The gorgeous window has returned to it's original home!

Life goes on...
Thanks again for your friendship and memories.
Your old busboy/sweeper
Dino Thompson

Thursday, June 20, 2013

Since Cagney's has closed my partner and I have had the pleasure of serving many of  Cagney's regulars at our sister restaurant, THE FLAMINGO SEAFOOD GRILL.
For 30-some years my partner and I took turns working one night at Cagney's, the next night at Flamingo Grill.

No we both work every night at Flamingo Grill.
We've been "business dating" for 37 years, now we're married.

Saturday, May 4, 2013

DOES A NAME MAKE A DAMN?


I’ve had mighty tasty meals in joints with names like…

Black Cat, Chicken Shak, Donut Diner, Forks, Eats, Grubbs, Mammy’s, Punk’s Place, Hook’s, Hoar House, Skeeters, Sloppy Joe’s, Terminal café , Bearded Clam, Knife & Fork, Three-Spot Grill, Chat n Chew, Whistling Pig.

   And not-so-tasty meals in tight-ass tablecloth joints with names like Le Bon Repas, Bon Appetit,
Le Belle Cuisine, Auberge du Soleil, Legends, Par Excellence, Paradise, Parthenon, Penthouse, Pinnacle, Primo’s, Top of the World and House of Good Food.        

   So what’s in a name? Does a nifty moniker guarantee success or insure flopdom?

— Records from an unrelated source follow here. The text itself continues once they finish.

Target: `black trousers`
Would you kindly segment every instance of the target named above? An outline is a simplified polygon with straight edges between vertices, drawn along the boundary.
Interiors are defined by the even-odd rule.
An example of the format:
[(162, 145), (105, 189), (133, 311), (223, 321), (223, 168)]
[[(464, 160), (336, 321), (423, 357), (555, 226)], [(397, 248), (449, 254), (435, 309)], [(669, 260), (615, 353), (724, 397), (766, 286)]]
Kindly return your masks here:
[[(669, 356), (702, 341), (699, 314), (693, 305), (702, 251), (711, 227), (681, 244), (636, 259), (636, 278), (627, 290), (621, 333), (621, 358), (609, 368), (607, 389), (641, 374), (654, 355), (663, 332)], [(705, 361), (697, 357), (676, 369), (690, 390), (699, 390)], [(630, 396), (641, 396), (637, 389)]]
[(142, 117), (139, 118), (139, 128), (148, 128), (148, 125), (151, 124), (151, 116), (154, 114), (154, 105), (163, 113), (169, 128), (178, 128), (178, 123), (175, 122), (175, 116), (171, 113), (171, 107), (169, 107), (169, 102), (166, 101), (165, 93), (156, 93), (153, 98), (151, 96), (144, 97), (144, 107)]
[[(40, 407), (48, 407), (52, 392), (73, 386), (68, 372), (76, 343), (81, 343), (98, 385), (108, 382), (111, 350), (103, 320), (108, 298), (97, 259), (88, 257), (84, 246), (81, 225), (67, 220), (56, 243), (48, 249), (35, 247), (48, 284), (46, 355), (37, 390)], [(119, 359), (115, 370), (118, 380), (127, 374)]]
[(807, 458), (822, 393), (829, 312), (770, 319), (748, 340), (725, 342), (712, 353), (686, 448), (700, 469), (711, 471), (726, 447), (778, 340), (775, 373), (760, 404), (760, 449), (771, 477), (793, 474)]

  • Would Cary Grant have made it big as Archibald Leach? Roy Rogers as Leonard Slye? Ice-T as Tracy Morrow, Francis Gumm as Judy Garland? Muddy Waters as McKinley Morgenfield? I don’t tink toe Buckwheat.
  • I mean how much 7-Up was sold before they nixed the original name, Lithiated Lemon? Trader Vic’s was first called Hinky Dinks.
  • Couldn’t give a piece of Pantagonian toothfish away til they renamed it Chilean Sea Bass.
  • Rose’ wine was dead as Nehru suits before they called it blush.
  • Order snow crab and you might get toad crab, just as good but not such a euphonious appellation.
  • Lake trout ain’t trout and has never been near a lake, it’s silver hake from the ocean. Orange roughy useta be call slime head.
  • How many hifulters could actually fork a mouthful of pig thymus glands into their mouth if some clever cook hadn’t re-named it sweetbreads?
  • Order marsh rabbit in Baltimore and you’re gonna get muskrat.
  • I ordered spotted dick in Europe just to hear myself say it and I always picked Drop-Your-Drawers-and-Run chili at a local cook-off.
  • How many shirts would you wear with Ralph Lifshitz logo’d on the front?

Lifshitz is Ralphee Lauren’s real name.

Thursday, March 7, 2013

Slowly Emptying Cagneys

We've started moving things out of Cagney's. Every item, every piece of woodwork has its own unique story.

Lamps, barber poles, animal heads all seem to be sayin..."Hey, where you takin us? This is our home." I keep apologizing to inanimate objects.

Friday, January 4, 2013

From Dino Thompson
It's been a couple months since we dimmed the stain glass lights at Cagney's.
We're trying to get past it, but certainly not over it.  First I want to thank all our friends who so generously shared their thoughts, memories and sadness about Cagney's closing. It's been a tough emotional ride because it was such a huge part of our creative lives and our joy of serving others.

And of course a galaxy of heartaches to leave behind such a wonderful group of men and women. What an honor and privilege to have worked with so many fine and decent young people, many of whom blossomed into extraordinary men and women along side us. It's been a joyous ride to be a part of their lives.

Come see us at Flamingo Grill...We're still dedicated to putting a tasty smile into your evening and experiencing the joy of being of service to others and seeing friends.